3Das Verwaltungsgericht stellte zusammengefasst fest, die Revisionswerberin habe am 24. August 2021 bei der Österreichischen Botschaft in Skopje den gegenständlichen Erstantrag gestellt. Sie habe keinen Nachweis von Kenntnissen der deutschen Sprache auf dem Niveau A1 erbracht. Einen Zusatzantrag auf Absehen von einem Sprachnachweis gemäß § 21a Abs. 5 NAG habe die Revisionswerberin trotz dahingehender Belehrung nicht gestellt. Die Revisionswerberin habe bei der Antragstellung ein Schreiben von Dr. KH, dem „Vertrauensarzt der Österreichischen Botschaft in Skopje auf dem Gebiet der Psychiatrie und Allgemeinmedizin“, vorgelegt. Das Verwaltungsgericht legte den Inhalt des Schreibens dar, wonach der Vertrauensarzt mit näherer Begründung zu dem Schluss komme, dass es der Revisionswerberin nicht möglich bzw. nicht zumutbar sei, die erforderlichen Deutschkenntnisse auf Niveau A1 zu erwerben. Allerdings könne so das Verwaltungsgericht im Rahmen seiner Beweiswürdigung weiteraus dem Schreiben des Vertrauensarztes nicht schlüssig und nachvollziehbar gefolgert werden, dass die Revisionswerberin physisch oder psychisch nicht in der Lage sei, einen Deutschnachweis zu erbringen. Das Schreiben des Vertrauensarztes lasse die für ein taugliches Sachverständigengutachten nach § 52 AVG erforderliche Vollständigkeit und Schlüssigkeit vermissen. Es könne daher nicht festgestellt werden, dass der Revisionswerberin die Erbringung des Deutschnachweises unmöglich oder unzumutbar gewesen wäre. Somit komme die Ausnahmebestimmung des § 21a Abs. 4 Z 2 NAG nicht zum Tragen. Da eine besondere Erteilungsvoraussetzung für den beantragten Aufenthaltstitel nicht erfüllt sei, habe die belangte Behörde den Antrag der Revisionswerberin zu Recht abgewiesen.

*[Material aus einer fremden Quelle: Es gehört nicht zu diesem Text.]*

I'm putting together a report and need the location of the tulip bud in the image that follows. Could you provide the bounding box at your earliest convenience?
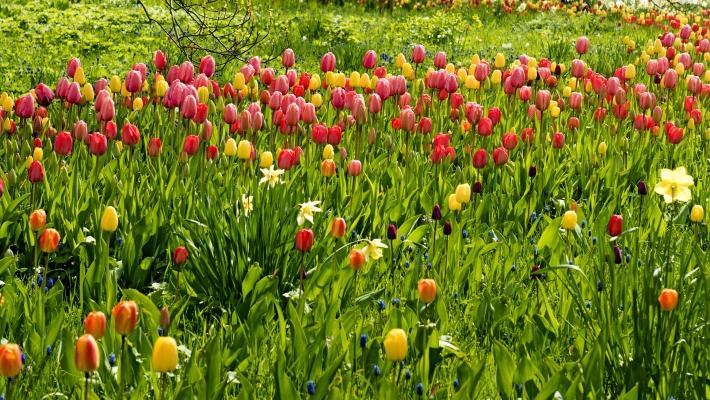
[112,301,139,335]
[690,205,704,223]
[152,336,178,372]
[658,289,679,311]
[637,180,648,195]
[348,160,362,177]
[561,210,577,230]
[84,311,107,340]
[39,228,60,253]
[608,214,623,236]
[173,246,188,266]
[101,206,119,232]
[418,278,437,303]
[330,218,346,239]
[29,209,47,232]
[387,224,397,240]
[0,344,23,377]
[295,229,314,252]
[348,248,367,270]
[432,204,442,221]
[383,329,407,362]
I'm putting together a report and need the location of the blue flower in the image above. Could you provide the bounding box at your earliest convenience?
[416,383,424,396]
[158,327,164,336]
[377,299,386,311]
[46,346,52,356]
[423,252,429,260]
[373,364,381,376]
[359,334,367,348]
[453,379,460,390]
[592,236,598,245]
[306,380,315,395]
[531,211,538,221]
[108,352,117,367]
[400,235,406,241]
[21,353,26,363]
[585,300,591,309]
[117,235,123,246]
[426,262,432,269]
[47,278,55,289]
[597,280,604,292]
[510,264,516,272]
[461,229,468,238]
[580,219,587,228]
[37,275,43,285]
[404,261,410,268]
[405,370,411,380]
[391,298,400,307]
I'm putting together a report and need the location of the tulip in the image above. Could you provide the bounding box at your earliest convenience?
[472,149,488,169]
[282,48,295,68]
[383,329,407,362]
[418,279,436,304]
[84,311,107,340]
[15,94,34,119]
[561,210,577,230]
[330,218,346,239]
[159,306,170,332]
[112,300,139,335]
[492,147,509,166]
[455,184,471,204]
[0,344,22,377]
[121,122,140,147]
[690,205,704,223]
[67,57,81,78]
[431,204,442,221]
[348,248,367,270]
[658,289,679,311]
[295,229,314,252]
[199,55,215,78]
[448,194,461,212]
[534,90,551,111]
[608,214,623,236]
[88,133,108,156]
[101,206,119,232]
[153,50,167,71]
[348,160,362,177]
[320,52,336,73]
[183,135,200,156]
[321,159,336,177]
[237,140,252,160]
[575,36,590,55]
[552,132,565,148]
[29,209,46,232]
[362,50,377,69]
[39,228,60,253]
[151,336,179,373]
[434,51,447,69]
[259,151,273,168]
[411,45,426,64]
[35,83,54,106]
[28,160,45,183]
[173,246,188,266]
[146,138,162,158]
[125,70,142,93]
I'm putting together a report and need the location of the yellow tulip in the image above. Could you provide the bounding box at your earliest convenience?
[383,329,407,362]
[110,75,121,93]
[322,144,334,160]
[598,142,607,155]
[455,184,471,204]
[155,80,168,97]
[259,151,273,168]
[197,86,209,104]
[132,97,143,111]
[237,140,252,160]
[690,205,704,223]
[470,54,480,65]
[395,53,406,69]
[561,210,577,230]
[74,67,86,85]
[151,337,178,373]
[26,156,34,169]
[625,64,636,80]
[224,138,238,157]
[562,86,572,97]
[311,93,323,108]
[494,53,505,69]
[33,147,43,161]
[448,194,461,212]
[309,74,321,91]
[491,70,502,85]
[101,206,119,232]
[82,83,94,102]
[1,95,13,112]
[349,71,361,88]
[464,76,477,90]
[233,72,246,90]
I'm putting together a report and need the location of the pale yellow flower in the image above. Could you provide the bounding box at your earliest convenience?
[241,194,254,217]
[654,167,694,204]
[297,201,322,226]
[360,239,388,261]
[259,165,285,188]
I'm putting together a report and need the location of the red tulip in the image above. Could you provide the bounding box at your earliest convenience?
[608,214,623,237]
[502,133,518,150]
[552,132,565,148]
[348,159,362,177]
[411,44,426,64]
[295,229,314,252]
[434,51,447,69]
[492,147,508,166]
[148,138,162,158]
[472,149,488,169]
[327,126,342,145]
[88,133,108,155]
[173,246,188,265]
[126,70,143,93]
[35,83,54,107]
[320,52,336,73]
[477,117,493,137]
[54,131,73,156]
[121,122,140,147]
[183,135,200,156]
[153,50,167,71]
[67,57,81,78]
[28,160,45,183]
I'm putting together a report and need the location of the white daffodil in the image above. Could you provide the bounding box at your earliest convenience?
[297,200,322,226]
[361,238,388,261]
[242,194,254,217]
[259,165,285,188]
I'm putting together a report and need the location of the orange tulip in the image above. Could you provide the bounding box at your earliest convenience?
[29,209,46,231]
[0,343,22,377]
[348,248,366,270]
[112,301,139,335]
[658,289,679,311]
[39,228,60,253]
[74,334,100,372]
[84,311,107,340]
[417,279,437,304]
[330,218,346,239]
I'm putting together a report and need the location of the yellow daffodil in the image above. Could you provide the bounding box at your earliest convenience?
[360,238,388,261]
[297,201,322,226]
[654,167,694,204]
[241,194,254,217]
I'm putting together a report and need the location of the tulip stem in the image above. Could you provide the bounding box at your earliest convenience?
[84,372,89,400]
[5,377,14,400]
[160,373,167,400]
[119,335,126,400]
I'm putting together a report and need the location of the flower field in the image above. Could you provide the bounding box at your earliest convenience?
[0,0,709,399]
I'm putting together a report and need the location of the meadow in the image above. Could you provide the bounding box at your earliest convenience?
[0,0,708,399]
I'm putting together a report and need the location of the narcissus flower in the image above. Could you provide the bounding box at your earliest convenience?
[361,239,388,261]
[0,343,23,377]
[101,206,119,232]
[417,279,437,304]
[561,210,577,230]
[112,300,139,335]
[259,165,285,188]
[74,334,100,372]
[658,289,678,311]
[297,201,322,226]
[383,328,408,362]
[152,336,178,373]
[654,167,693,203]
[39,228,60,253]
[84,311,107,340]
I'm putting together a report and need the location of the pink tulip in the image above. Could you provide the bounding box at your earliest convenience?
[153,50,167,71]
[534,90,551,111]
[351,95,367,124]
[282,48,295,68]
[400,108,415,132]
[56,77,70,99]
[518,86,532,102]
[35,83,54,107]
[179,61,194,83]
[181,95,197,120]
[368,94,382,114]
[199,55,215,78]
[249,56,261,74]
[331,88,346,109]
[320,52,336,73]
[680,25,691,41]
[126,70,143,93]
[571,59,585,78]
[474,62,489,82]
[465,102,483,124]
[67,57,81,78]
[569,92,583,111]
[510,67,526,88]
[363,50,377,69]
[301,103,317,124]
[66,82,82,105]
[285,103,300,126]
[375,79,391,100]
[348,160,362,177]
[99,97,115,122]
[223,104,238,124]
[74,120,88,142]
[412,45,426,64]
[662,69,678,89]
[273,75,289,95]
[575,36,590,55]
[434,51,447,69]
[15,95,35,119]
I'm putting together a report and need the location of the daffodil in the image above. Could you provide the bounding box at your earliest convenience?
[259,165,285,188]
[297,201,322,226]
[241,194,254,217]
[654,167,694,204]
[360,239,388,261]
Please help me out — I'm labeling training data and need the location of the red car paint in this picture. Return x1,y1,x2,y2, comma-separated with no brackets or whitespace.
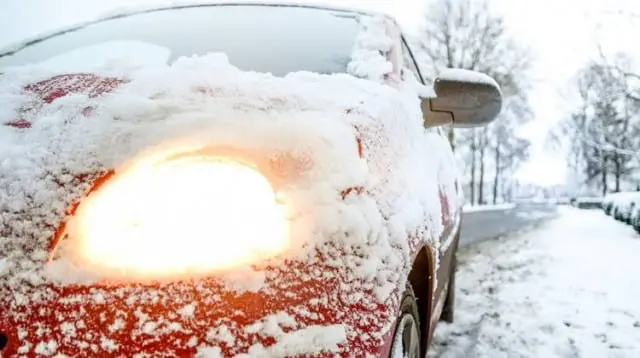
0,73,439,357
0,6,466,354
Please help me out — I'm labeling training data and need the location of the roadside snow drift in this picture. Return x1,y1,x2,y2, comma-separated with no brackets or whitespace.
430,207,640,358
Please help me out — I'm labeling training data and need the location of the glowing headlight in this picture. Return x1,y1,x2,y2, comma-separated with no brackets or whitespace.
64,153,289,280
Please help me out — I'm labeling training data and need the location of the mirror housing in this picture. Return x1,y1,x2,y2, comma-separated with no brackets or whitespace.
422,69,502,128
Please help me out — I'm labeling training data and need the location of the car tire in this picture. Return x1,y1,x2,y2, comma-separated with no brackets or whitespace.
390,284,421,358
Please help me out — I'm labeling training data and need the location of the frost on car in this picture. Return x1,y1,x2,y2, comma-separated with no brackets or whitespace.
0,4,501,357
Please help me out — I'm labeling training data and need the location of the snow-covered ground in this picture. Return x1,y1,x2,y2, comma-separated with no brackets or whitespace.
463,203,516,213
429,206,640,358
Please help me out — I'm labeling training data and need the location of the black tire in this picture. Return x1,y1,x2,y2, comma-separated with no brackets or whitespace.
390,284,421,358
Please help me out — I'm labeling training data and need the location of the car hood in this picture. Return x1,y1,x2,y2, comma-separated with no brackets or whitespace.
1,256,399,356
0,54,458,356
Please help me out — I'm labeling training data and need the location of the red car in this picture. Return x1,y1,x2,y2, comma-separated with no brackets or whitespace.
0,3,501,357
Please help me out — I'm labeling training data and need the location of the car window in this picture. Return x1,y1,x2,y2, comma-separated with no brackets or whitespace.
0,5,360,76
400,37,424,84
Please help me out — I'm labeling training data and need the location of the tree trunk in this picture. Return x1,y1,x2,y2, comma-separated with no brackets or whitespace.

4 Gegen dieses Erkenntnis richtet sich die vorliegende außerordentliche Revision, die in ihrer Zulässigkeitsbegründung unter dem Aspekt einer Abweichung von näher angeführter Rechtsprechung des Verwaltungsgerichtshofeszusammengefasst vorbringt, dass sich die Revisionswerberin ohnehin an den von der österreichischen Behörde im Ausland zur Verfügung gestellten Vertrauensarzt gewandt habe. Wenn dessen Begutachtung nicht den Anforderungen an ein Gutachten genüge und der Revisionswerberin aber auch kein anderer Arzt zur Verfügung gestellt werde, werde ihr ein Nachweis gemäß § 21a Abs. 4 Z 2 NAG unmöglich gemacht.

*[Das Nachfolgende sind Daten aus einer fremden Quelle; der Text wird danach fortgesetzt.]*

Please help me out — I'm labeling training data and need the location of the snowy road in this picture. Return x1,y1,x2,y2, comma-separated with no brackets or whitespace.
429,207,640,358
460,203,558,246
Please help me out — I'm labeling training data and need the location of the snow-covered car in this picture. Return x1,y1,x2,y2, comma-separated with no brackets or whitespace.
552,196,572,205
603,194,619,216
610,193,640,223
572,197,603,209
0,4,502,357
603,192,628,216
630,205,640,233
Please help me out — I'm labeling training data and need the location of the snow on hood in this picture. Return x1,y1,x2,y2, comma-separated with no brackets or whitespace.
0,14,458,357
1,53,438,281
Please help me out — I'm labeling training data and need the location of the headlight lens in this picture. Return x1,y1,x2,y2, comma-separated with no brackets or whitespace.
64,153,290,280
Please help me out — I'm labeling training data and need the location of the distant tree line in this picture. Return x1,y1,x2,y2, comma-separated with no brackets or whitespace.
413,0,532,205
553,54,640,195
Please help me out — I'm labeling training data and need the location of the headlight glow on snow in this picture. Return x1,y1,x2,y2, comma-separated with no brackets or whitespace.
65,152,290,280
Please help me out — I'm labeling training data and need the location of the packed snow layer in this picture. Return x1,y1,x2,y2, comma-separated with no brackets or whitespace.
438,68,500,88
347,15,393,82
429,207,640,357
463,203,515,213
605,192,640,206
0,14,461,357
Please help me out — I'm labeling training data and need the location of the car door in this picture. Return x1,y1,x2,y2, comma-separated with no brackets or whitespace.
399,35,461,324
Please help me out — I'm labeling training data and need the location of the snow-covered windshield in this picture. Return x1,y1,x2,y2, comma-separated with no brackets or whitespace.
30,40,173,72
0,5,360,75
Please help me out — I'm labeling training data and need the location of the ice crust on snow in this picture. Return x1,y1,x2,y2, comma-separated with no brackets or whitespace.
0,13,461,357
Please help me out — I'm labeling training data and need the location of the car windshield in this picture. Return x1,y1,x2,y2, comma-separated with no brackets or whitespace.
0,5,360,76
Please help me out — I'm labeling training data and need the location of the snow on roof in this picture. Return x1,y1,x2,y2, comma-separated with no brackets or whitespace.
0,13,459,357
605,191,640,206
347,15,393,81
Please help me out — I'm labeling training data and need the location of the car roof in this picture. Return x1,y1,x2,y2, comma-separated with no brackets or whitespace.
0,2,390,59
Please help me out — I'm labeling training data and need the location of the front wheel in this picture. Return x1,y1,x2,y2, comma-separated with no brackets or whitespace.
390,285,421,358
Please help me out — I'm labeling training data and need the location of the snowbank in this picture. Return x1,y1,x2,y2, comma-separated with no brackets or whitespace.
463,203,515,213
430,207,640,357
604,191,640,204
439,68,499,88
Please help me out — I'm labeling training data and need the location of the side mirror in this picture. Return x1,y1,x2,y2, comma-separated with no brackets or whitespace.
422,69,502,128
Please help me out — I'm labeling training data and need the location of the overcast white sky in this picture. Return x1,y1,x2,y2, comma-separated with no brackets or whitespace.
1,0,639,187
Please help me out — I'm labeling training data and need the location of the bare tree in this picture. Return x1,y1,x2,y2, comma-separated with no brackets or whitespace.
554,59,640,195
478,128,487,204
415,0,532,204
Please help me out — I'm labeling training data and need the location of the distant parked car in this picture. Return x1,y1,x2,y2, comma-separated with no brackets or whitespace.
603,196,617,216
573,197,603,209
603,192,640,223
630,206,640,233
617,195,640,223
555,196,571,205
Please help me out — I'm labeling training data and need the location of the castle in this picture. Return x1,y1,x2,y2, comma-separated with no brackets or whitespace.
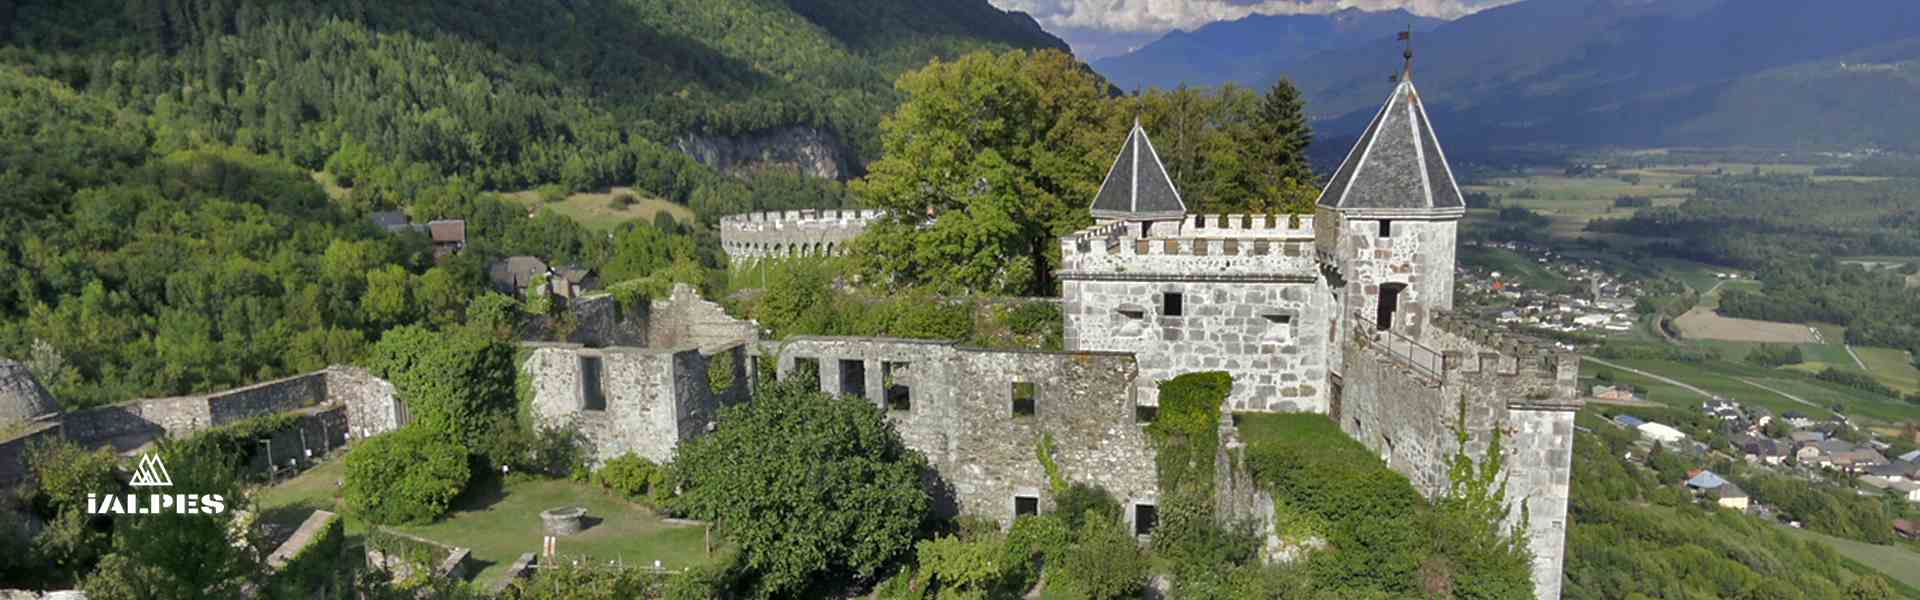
0,71,1579,599
717,73,1580,599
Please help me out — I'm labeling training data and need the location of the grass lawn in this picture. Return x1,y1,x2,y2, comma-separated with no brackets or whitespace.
1796,343,1859,368
1856,347,1920,394
253,459,360,536
1774,524,1920,590
254,459,714,588
397,477,712,586
501,187,696,231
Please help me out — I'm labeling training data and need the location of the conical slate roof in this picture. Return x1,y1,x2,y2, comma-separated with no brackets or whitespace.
1316,78,1464,212
0,359,58,428
1090,121,1187,221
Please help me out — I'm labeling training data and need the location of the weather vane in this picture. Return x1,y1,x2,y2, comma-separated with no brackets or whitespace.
1396,25,1414,82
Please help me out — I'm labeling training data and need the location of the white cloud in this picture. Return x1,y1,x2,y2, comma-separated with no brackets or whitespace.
989,0,1520,33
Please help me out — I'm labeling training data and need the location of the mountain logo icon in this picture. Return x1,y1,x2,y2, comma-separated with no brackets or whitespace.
129,453,173,488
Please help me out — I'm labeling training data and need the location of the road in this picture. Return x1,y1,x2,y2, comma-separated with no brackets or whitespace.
1582,356,1719,401
1733,377,1821,409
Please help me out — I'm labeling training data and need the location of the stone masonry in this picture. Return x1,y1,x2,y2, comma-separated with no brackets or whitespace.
718,209,884,263
765,338,1157,528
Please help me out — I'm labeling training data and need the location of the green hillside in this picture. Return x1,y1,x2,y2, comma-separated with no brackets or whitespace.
1,0,1062,200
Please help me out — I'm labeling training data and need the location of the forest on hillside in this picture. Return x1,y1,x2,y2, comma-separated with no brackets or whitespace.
0,0,1061,201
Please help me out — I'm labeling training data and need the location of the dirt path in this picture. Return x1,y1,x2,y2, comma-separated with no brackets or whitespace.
1843,344,1868,370
1733,377,1821,408
1582,356,1718,401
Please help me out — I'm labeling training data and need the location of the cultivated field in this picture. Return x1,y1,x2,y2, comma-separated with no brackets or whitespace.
1672,307,1818,343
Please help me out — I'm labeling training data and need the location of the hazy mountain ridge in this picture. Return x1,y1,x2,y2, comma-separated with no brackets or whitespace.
1096,0,1920,156
1093,8,1444,91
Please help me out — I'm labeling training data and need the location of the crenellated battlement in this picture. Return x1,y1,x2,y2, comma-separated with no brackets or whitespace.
718,209,886,262
719,208,886,231
1345,311,1581,407
1177,213,1315,238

5 Eine Revisionsbeantwortung wurde nicht erstattet.
6Der Verwaltungsgerichtshof hat in einem gemäß § 12 Abs. 1 Z 2 VwGG gebildeten Senat erwogen:
7 Die Revision ist aus dem in der Zulässigkeitsbegründung angeführten Grund zulässig; sie ist aus den nachfolgenden Erwägungen auch begründet.
8§ 21a Niederlassungs- und Aufenthaltsgesetz (NAG), BGBl. I Nr. 100/2005, in der Fassung BGBl. I Nr. 56/2018, lautet auszugsweise:
„ Nachweis von Deutschkenntnissen
§ 21a. (1) Drittstaatsangehörige haben mit der Stellung eines Erstantrages auf Erteilung eines Aufenthaltstitels gemäß § 8 Abs. 1 Z 2, 4, 5, 6, 8, 9 oder 10 Kenntnisse der deutschen Sprache nachzuweisen. Dieser Nachweis hat mittels eines allgemein anerkannten Sprachdiploms einer durch Verordnung gemäß Abs. 6 oder 7 bestimmten Einrichtung zu erfolgen, in welchem diese schriftlich bestätigt, dass der Drittstaatsangehörige über Kenntnisse der deutschen Sprache zumindest zur elementaren Sprachverwendung auf einfachstem Niveau verfügt. Das Sprachdiplom darf zum Zeitpunkt der Vorlage nicht älter als ein Jahr sein.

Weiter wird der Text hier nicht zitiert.